Abstract
Objective
The aim of this study was to investigate the gastrointestinal tolerability, glycemic and insulinemic responses of Plant Fiber Extract (PFE), a mixture comprising of oligosaccharides and polysaccharides derived from cellulose and xylan.
Methods
Two double-blind, randomized, controlled, cross-over trials were conducted in healthy adults. In the first trial, participants (n = 29) consumed either 25, 35 or 45 g per day of PFE or resistant maltodextrin (Control) for 14 days. The occurrence and severity of gastrointestinal (GI) symptoms, stool parameters, and safety outcomes were evaluated with a combination of surveys and blood analysis respectively. In the second trial (n = 20), the post-prandial glycemic and insulinemic responses after the ingestion of 20 g of PFE diluted in water or incorporated into chocolate chips was measured and then compared to that of glucose and regular chocolate, respectively.
Results
For all timepoints (0, 7 and 14 days), within any given dose group, there was no statistically significant difference in the GI symptoms score between PFE and Control. Further, for each test product (PFE or Control), no difference was observed in the same dose group from days 0 and 14. Stool consistency score and number of participants experiencing loose or watery stools was similar between products.
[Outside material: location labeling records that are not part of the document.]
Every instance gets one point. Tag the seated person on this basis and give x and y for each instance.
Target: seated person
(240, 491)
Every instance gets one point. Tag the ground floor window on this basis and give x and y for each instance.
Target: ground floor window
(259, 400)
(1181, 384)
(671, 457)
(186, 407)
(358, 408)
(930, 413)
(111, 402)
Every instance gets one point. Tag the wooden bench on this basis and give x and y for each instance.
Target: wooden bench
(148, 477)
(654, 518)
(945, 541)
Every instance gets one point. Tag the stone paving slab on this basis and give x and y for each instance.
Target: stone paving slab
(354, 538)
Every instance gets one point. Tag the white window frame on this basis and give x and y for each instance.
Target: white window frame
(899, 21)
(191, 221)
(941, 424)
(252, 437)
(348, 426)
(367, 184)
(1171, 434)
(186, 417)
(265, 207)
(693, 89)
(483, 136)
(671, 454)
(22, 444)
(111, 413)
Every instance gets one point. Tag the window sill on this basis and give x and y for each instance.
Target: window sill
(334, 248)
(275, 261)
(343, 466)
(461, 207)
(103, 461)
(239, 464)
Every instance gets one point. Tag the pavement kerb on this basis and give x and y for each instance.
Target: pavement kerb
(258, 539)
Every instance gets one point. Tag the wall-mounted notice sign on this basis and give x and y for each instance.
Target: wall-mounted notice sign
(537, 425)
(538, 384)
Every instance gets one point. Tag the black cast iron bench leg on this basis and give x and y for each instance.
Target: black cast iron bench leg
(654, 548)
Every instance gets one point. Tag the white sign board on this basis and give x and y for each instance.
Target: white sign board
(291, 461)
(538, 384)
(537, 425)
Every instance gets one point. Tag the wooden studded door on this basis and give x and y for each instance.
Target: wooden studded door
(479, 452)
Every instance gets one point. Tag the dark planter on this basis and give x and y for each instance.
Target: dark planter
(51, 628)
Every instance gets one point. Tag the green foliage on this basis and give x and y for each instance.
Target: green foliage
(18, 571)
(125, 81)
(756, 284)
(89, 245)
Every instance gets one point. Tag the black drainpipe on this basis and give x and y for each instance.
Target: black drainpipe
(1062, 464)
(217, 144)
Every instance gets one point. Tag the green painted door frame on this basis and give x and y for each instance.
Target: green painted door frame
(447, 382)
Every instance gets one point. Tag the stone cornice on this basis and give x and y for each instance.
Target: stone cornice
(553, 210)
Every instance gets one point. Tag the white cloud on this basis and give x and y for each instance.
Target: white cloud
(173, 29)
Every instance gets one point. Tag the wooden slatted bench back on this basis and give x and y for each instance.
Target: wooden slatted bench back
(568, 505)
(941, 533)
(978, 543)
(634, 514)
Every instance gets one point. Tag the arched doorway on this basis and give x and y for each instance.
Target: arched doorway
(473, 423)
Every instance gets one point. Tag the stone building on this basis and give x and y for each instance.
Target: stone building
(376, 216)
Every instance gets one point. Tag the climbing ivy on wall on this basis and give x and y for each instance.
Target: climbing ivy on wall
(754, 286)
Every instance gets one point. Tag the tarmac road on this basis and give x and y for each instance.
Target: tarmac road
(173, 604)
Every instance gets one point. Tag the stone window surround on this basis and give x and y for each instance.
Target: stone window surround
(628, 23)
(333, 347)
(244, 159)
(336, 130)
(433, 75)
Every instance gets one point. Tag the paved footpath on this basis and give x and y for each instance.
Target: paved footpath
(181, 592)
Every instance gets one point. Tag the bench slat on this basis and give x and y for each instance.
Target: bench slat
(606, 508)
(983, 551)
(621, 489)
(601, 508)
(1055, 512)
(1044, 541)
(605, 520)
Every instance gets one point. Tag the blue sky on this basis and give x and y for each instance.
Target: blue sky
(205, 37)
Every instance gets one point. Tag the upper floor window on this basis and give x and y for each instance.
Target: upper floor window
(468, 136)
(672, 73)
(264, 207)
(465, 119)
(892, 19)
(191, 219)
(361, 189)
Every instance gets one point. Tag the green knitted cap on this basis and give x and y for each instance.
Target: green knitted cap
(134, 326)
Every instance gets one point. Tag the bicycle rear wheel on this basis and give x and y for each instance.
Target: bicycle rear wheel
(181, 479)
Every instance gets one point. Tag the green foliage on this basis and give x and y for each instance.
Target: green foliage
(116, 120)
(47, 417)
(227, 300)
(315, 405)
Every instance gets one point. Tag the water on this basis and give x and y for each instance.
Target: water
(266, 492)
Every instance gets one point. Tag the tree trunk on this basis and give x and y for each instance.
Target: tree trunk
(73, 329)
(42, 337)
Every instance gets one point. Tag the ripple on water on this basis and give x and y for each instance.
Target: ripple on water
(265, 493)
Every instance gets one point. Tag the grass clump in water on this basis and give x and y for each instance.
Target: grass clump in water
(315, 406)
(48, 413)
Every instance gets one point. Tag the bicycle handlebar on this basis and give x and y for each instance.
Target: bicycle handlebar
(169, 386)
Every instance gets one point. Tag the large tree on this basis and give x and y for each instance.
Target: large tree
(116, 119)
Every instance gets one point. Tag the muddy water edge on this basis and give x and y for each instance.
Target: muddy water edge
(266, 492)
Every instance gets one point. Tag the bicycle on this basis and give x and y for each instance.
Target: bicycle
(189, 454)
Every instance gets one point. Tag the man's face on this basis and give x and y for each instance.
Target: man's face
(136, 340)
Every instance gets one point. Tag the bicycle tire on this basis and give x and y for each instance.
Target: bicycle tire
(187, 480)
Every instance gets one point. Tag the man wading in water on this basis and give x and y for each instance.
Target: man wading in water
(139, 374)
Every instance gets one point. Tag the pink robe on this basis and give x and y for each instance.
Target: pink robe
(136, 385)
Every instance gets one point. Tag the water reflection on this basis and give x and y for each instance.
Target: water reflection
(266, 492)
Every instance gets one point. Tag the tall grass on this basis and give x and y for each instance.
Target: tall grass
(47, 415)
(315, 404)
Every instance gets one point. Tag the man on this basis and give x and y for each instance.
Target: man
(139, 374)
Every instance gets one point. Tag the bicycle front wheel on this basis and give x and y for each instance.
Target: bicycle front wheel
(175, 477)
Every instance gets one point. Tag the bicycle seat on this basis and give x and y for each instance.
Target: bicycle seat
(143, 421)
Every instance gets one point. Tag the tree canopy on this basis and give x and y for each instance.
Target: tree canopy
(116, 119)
No serious adverse events were reported and neither PFE nor Control significantly altered blood or urine safety parameters. The glycemic and insulinemic responses after PFE ingestion in comparison to glucose were 12% and 8% respectively. The glycemic and insulinemic responses after consuming chocolate containing PFE were 20% of that of regular chocolate.
Conclusion
PFE was well-tolerated by healthy volunteers in doses up to 45 g/day and it elicited comparatively low glycemic and insulinemic responses when consumed alone or when incorporated into a food product.
Acknowledgments
The authors thank Gillian Dunn Galvin, Emily Goodbody, Thomas Wolever, and all personnel from Atlantia Food Clinical Trials and INQUIS Clinical Research who were involved in the studies for their contributions on data collection and analysis. Authors also thank the participants of the studies.
Authors’ contributions
Beltrame: data analysis and interpretation, manuscript writing. Simmons: manuscript review and editing. Dinan and Jenkins: study design, coordination of data acquisition and analysis for Studies 1 and 2, respectively. Nicholson: study design conception, project administration and manuscript writing. All authors revised and approved the final manuscript.
Disclosure statement
Beltrame, Nicholson and Simmons are employed by Cambridge Glycoscience Ltd.
Clinical trial registry number
Study 1: NCT05051202.
Study 2: NCT05587426.
Data availability statement
The data presented here may be available upon reasonable request from the corresponding author and in accordance with intellectual property considerations.